Saturday, 15 November 2008

Mother Cops

I think that about 50% of new recruits are female. Has anybody in the forward planning department actually recognised that the majority of these new female recruits end up in operational policing in the early stages of their careers? Alot of them also get pregnant.

Corporate risk assessments state that expectant mothers should be removed from operational roles straight away. Thereafter any public contact should be strictly limited to things like partner meetings. In reality this means that an officer is lost from the streets for about a year, assuming they return after maternity leave. No replacement, unless they are temporarily removed from your strength. This is also the same for PCSO's.

I am full of praise for those woman officers with children who manage to juggle the demands of family life with a police career. I don't know how they do it, especially those on response. If the political diversity quota gurus want a police service visibly reflective of society in percentage terms then perhaps they should be recruiting 60% females, because alot of the present 50% disappear pretty quickly.

I just got my team back together after being short all year. This lasted about 4 weeks. I've now lost another one for a year. There is no way I can achieve results without staff to do the work, so I have decided to move on and look for another role elsewhere.

I don't want this to sound like a sexist rant, it's not, I've contributed to the problem myself in the past. It's an operational rant at my level because my team is now ineffective and no jiggling in work force planning will take place to change the situation.


Damo Mackerel said...

' I've contributed to the problem myself in the past.'

What you got pregnant! I thought you were a man?

Stressed Out Cop said...


My contribution only lasted a few minutes - Mrs Stressed did the hard work. She wasn't operational and wore a suit anyway so pregnancy didn't affect her role too much.

Damo Mackerel said...

'My contribution only lasted a few minutes'.

Ha ha ha. You gave too much away there! Once I was called superman. I was real chuffed until she added: 'faster than a speeding bullet'.

MarkUK said...

It's not only in the police, of course, that pregnancy causes issues. Anywhere that employs women between the ages of 16-35 will see this as an issue.

I used to work in an analytical laboratory. As we were analysing raw meats and other things like faeces, and were using some interesting solvents (like chloroform), pregnant women could do none of this work.

The only analysis they were allowed to do was trace metals - no organic solvents, and the material has been reduced to ash before they get it. That was full time work for an analyst. Then a second one would get pregnant!

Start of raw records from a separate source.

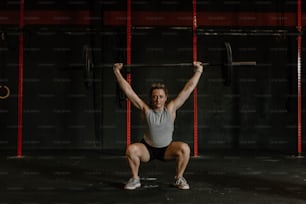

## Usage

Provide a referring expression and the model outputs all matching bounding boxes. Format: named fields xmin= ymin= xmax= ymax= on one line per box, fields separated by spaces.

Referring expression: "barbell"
xmin=83 ymin=42 xmax=256 ymax=86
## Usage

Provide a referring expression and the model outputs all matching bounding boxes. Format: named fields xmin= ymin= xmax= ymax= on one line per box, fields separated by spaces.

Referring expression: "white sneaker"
xmin=173 ymin=177 xmax=190 ymax=190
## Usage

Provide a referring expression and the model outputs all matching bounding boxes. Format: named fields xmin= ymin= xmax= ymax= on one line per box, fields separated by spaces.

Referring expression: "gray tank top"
xmin=144 ymin=108 xmax=174 ymax=148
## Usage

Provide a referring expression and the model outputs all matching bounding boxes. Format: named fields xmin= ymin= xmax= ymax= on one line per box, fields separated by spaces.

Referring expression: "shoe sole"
xmin=124 ymin=184 xmax=141 ymax=190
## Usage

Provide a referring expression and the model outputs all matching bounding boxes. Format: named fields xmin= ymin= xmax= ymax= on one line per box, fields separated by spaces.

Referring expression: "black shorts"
xmin=140 ymin=139 xmax=168 ymax=161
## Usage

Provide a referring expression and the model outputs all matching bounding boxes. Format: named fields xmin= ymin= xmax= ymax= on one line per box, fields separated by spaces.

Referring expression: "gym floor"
xmin=0 ymin=151 xmax=306 ymax=204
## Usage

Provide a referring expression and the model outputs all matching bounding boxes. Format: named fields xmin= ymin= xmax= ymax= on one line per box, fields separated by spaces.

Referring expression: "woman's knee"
xmin=125 ymin=144 xmax=139 ymax=155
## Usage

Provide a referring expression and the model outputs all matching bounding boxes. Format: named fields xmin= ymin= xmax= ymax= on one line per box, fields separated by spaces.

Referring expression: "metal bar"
xmin=232 ymin=61 xmax=256 ymax=67
xmin=126 ymin=0 xmax=132 ymax=146
xmin=96 ymin=61 xmax=256 ymax=68
xmin=297 ymin=0 xmax=302 ymax=157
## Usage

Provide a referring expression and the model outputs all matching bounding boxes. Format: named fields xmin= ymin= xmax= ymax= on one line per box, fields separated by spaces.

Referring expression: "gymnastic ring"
xmin=0 ymin=85 xmax=11 ymax=99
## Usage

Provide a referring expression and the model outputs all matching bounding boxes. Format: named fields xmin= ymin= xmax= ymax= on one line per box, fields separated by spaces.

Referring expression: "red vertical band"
xmin=17 ymin=0 xmax=24 ymax=157
xmin=297 ymin=0 xmax=302 ymax=155
xmin=192 ymin=0 xmax=198 ymax=156
xmin=126 ymin=0 xmax=132 ymax=146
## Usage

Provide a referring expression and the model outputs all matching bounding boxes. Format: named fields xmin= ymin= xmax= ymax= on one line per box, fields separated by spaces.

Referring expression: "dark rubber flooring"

Where I work now, we have to be careful with pregnant women. No environment that is too hot or too cold, no solvents nor adhesives etc etc. I'm the Safety Officer, so I have to do the risk assessments.

We're only a fairly small company (ca. 110 people) so having three women on maternity leave (as we have at the moment) has an effect. As they're all from the same department, it leaves that area 10% short of staff.

Women need time off to have children. Companies, small companies in particular, need their workforce to be at work. How do we square that circle?

Incidentally, I have immense respect for women who manage to do a shift job, particularly one where the finish time is not guaranteed, when they have young children.

Stressed Out Cop said...


Oh yeah the risk assessment - I had to do that too - many hours of reading up and form filling.

Of course if alternative work is not possible the only option is suspended on full pay. Pity you re the Biological section. I was tempted re the state of our keyboards, but it was easier to restrict to office work - non-shifts.

Big difference in public sector me - thinks. If we ran like private sector would come as an almighty shock to many including me. We are very inefficient.

MarkUK said...

Hi Stressed,

Our latest pregnant lass was a bit of a problem. She's high-risk - history of miscarriage etc.

She's also Polish with only basic English. Her partner (not husband, therefore not next of kin) had to translate.

However, her consultant has now come to our aid. He's put her on the sick until after the birth.

BTW, is your surname double barrelled (Out-Cop) or is Out your middle name?

Stressed Out Cop said...


I love the Poles - jointly manned my squadron when I was in the mob.

I'm not an OUT cop in the way I think you suggest.